How do I know? I finished the experiment. I ran-ran-ran it the next day.

And when I got to the top, to the rocky outcrop, all I could see was the absence of Anna and Brooke. No euphoria on the trail along the ridge – only absence. Red-faced exhaustion. And soreness? Yes! Soreness in the hairpin turns, at the place where Brooke and I stopped to do a photography experiment.  Soreness as I imagine the voices and the souls around me, sharing the trail with me. A different feeling in my chest, now, as the golfers see my descent. Hollow. Lonely. Sore. The trail was full yesterday. Today, just me. Just I. And I knows that if ever I am on that trail again, that soreness will return. The days of solitary euphoria on the Deerlick Trail are gone for ever.

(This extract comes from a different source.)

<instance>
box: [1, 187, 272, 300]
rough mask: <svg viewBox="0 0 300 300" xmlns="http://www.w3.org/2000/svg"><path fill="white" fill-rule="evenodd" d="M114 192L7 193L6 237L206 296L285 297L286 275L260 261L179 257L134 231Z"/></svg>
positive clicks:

The Conclusion of a Spiritual Scientist

My wife notices that the screen has my attention more than it usually does. We are at the beach with our best family friends. I stare at this screen, and in this screen I only see Anna. I left her in a dorm room at N.C. State University a few days ago. I will miss her.  She has spoiled almost every physical space I know.  She has spoiled the white space of this screen.  Nowhere will ever be the same without her.  All is spoiled.  I am sore.  And yet . . . I somehow realize that I love this soreness even more than I love physical soreness. I love it for its depth, its intensity, and for the larger sense of accomplishment it represents.

The Trophy

My journal from 15 years ago reads:

June 3, 2004

As I write these words, I find myself immersed in the chaos of eastern American family life.  I am dug into it, this human life, and still digging. Other human beings around me, close to me, need and depend on me, so that my existence seems inseparable from theirs. Amy, Anna, Brooke and I are linked together, conglomerated, in such a way that to even imagine the absence of one of the parts causes a sinking, simulated pain somewhere deep inside where the bonds with these other humans form and strengthen with no mental effort or special attention from me.  Sometimes I only know the strength of the connections, and the raw, nerve-like nature of the emotional tendons between us by imagining the immense pain of one of the parts being torn away. A gaping hole, with dangling nerve endings, ripped sinews and profuse soul hemorrhaging would be created!

Less imagination needed now.  Though I still have remote access to her, a certain level of extraction has begun, and when I return to my house, a bedroom will be empty.  No experiment.  Something so spiritually heavy happened that my soul continues to tell the story.  Abrupt, intense soreness!

I love it.  My heart carries it around as one of its greatest life trophies.  The inscription: “Yesterday, We lived!”